In the wake of the Covid-19 pandemic, it is perhaps unsurprising that the UK Government's White Paper: Levelling up the United Kingdom (the White Paper) has health and life expectancy at the heart of its levelling up ambitions, given the stark visibility of health inequalities during the last two years across the UK.
It is difficult to look at levelling up in silo as all of the themes are so closely linked and health is a prominent and reoccurring issue, interwoven throughout the White Paper.
Although there is so much to say about health and health reform in the current climate, this article focuses on the Governments aspirations in respect of the heath and well-being mission of the White Paper. The aspirations (referred to as the Health Mission) are:
By 2030, the gap in Healthy Life Expectancy (HLE) between local areas where it is highest and lowest will have narrowed, and by 2035 HLE will rise by 5 years(Chapter 3.3.3 (p200)); and
By 2030, well-being will have improved in every area of the UK, with the gap between top performing and other areas closing. Chapter 3 (p159),
Improving health outcomes is broken down into three sub-missions:
- improving public health;
- supporting people to change their food and diet; and
- tackling diagnostic backlogs.
The proposals at a glance
To tackle these missions, the White Paper states that it will act now to deal with one of the biggest contributors of ill health, poor diet and obesity by taking forward recommendations from Henry Dimbleby's independent review towards a National Food Strategy (the Food Strategy White paper). There are also plans to introduce a new Tobacco Control Plan and set up at least 100 Community Diagnostic Centres in England by 2025 to improve access to diagnostic services.
The White Paper is not new in introducing these ambitions and refers to other recent initiatives such as the 2019 NHS Long Term Plan and the Core20PLUS5 initiative to level up healthcare. There is also reference to the launch of the Office for Health Improvement and Disparities (OHID), established to tackle preventable risk factors such as smoking and obesity. We are reminded of the ambitious programme of building 40 new hospitals by 2030, the aim to deliver 50,000 more nurses and the huge investment in health and the NHS part funded by the new Health and Social Care Levy.
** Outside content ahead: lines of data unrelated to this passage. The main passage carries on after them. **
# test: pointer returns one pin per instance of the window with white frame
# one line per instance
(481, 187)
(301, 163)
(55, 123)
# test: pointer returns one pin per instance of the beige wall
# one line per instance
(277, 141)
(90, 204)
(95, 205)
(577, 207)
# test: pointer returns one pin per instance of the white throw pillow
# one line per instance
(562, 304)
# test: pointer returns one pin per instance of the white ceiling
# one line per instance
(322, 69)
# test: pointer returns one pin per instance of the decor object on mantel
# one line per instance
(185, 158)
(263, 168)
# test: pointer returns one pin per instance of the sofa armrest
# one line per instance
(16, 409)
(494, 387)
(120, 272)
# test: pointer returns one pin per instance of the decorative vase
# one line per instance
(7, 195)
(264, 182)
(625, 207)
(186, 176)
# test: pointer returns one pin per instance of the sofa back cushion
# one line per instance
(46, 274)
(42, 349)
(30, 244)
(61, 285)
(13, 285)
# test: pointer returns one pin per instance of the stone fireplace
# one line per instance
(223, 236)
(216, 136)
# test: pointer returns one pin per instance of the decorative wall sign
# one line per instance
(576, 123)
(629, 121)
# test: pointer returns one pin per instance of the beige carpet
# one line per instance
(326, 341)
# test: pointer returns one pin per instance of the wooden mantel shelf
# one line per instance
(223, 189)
We are told that the Government will set out a strategy to tackle the core drivers of inequalities in health outcomes in a new White Paper on Health Disparities in England in 2022 – this will aim to reduce the gap in health outcomes with a strong focus on prevention and disparities by ethnicity, socioeconomic background and geography.
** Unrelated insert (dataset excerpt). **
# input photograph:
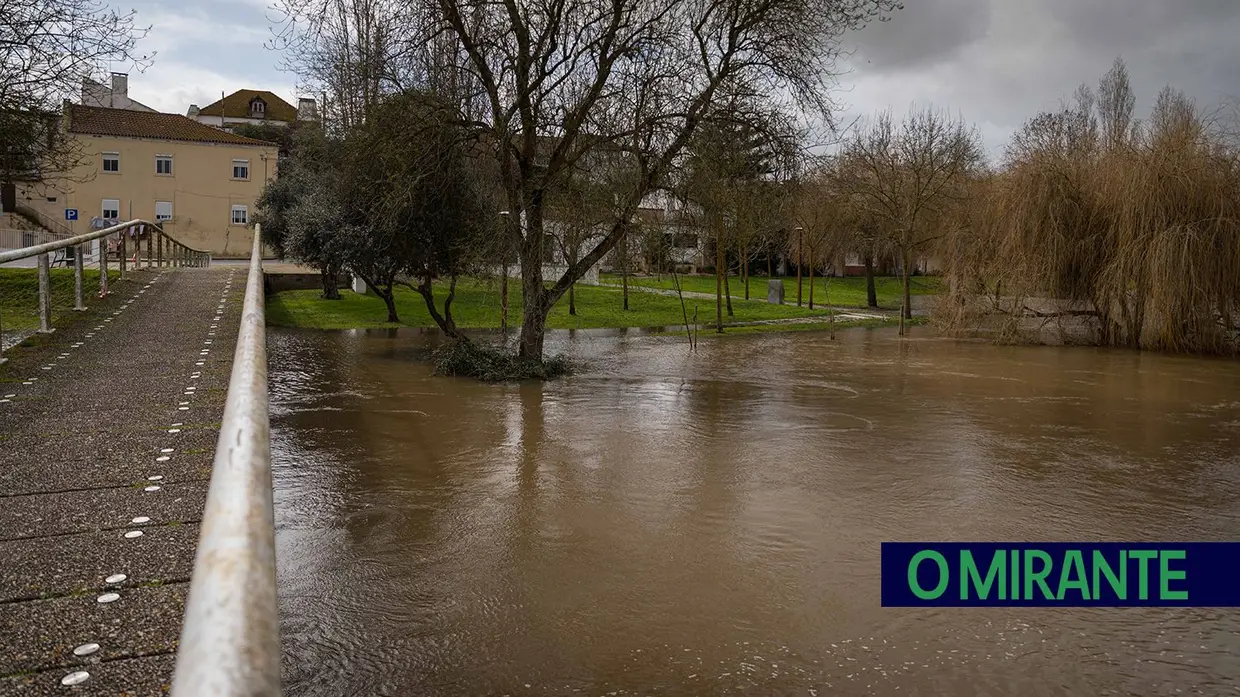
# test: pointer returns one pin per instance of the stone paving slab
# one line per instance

Delivery of the proposals – the challenge ahead
There has been much anticipation as to how "levelling up" will be addressed in the health sector and expectations have been high. Whether the White Paper has satisfied expectations in this area is yet to be seen. On the surface, a cynic might say that there is nothing new on the health front, it is an amalgamation of what was already being done as part of the NHS and health reforms being rebadged with the latest Government buzz word. However even such a cynic must recognise that reforming the health sector is a huge challenge and one which can no longer be carried out in silo.
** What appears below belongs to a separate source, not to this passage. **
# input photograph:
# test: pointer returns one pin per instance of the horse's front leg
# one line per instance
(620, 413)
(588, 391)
Even if some of the health initiatives are already in motion, the White Paper stresses the importance of bringing together all of the threads to ensure that health is addressed as part of a wider focus. Health will impact directly and indirectly on a number of different areas such as education, employment and regeneration and the White Paper drives a much clearer link between the health of the population and the wealth of the population.
For the health sector to address these challenges, collaboration with the rest of the public sector is going to be key going forward and the Government needs to act now to remove barriers which make this task more difficult. Health inequality needs to be addressed at a local and national level and all parts of the public sector will play a role in this not just the NHS. For now we are encouraged that there is at least a shift from Government in this direction but as always the devil will be in the detail and we look forward to more details in due course and the publication of further White Papers such as the one on Health Disparities in England in 2022.